In brief, Larkin’s poem, “The Trees’ tries to convey a message of mortality, decay and degeneration along with hope of regeneration, happiness and rebirth of all living beings. Though the poem is a short lyric, it contains philosophy of life. The thriving of the trees clearly symbolizes resilience and surrender to the natural cycle of life. They thrive even when they know that they will have to shed their leaves with the arrival of autumn.

The similar theory is applicable to human life also. Time is eternal; and birth, death and rebirth are inevitable and a perpetual process.
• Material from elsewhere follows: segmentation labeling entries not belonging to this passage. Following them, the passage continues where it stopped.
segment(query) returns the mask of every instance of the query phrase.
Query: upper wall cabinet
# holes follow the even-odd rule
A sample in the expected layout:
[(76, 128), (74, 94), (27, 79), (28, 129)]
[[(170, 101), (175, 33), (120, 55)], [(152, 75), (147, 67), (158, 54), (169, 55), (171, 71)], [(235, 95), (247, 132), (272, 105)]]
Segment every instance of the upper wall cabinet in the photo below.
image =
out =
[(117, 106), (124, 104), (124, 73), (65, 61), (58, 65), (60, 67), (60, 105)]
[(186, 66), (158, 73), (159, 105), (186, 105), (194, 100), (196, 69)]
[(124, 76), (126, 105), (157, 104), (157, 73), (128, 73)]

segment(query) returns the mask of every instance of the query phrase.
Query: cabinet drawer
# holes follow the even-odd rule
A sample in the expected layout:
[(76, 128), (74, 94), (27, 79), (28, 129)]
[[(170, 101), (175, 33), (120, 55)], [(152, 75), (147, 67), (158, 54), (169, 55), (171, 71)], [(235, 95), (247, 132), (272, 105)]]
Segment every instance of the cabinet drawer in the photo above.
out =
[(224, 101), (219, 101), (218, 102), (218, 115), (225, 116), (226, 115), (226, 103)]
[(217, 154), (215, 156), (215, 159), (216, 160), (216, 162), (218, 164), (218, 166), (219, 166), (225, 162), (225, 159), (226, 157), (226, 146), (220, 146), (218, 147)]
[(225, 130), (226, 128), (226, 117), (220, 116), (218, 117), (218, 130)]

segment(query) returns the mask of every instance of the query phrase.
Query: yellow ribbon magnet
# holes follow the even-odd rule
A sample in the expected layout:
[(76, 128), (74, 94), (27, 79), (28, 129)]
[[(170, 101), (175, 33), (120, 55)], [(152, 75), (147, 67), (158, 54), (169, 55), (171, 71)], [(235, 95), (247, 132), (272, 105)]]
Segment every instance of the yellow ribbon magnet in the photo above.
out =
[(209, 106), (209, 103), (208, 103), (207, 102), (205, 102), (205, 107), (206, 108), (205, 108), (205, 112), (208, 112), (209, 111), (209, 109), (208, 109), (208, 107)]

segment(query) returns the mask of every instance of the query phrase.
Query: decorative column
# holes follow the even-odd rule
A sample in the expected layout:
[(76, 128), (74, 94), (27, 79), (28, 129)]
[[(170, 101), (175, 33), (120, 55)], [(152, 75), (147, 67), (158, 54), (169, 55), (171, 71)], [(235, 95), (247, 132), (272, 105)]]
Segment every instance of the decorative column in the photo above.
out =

Man has to continue his journey of life like the trees with the same sense of surrender and resilience despite knowing the truth that they are destined to die. Philip Larkin’s poem “The Trees’ is tinged with flavour of melancholy and wit.

It is important to note that Philip Larkin was greatly influenced by William Butler Yeats, and Thomas Hardy and he detested high emotion and verbal effusion of Dylan Thomas, the neo-Romantic poet.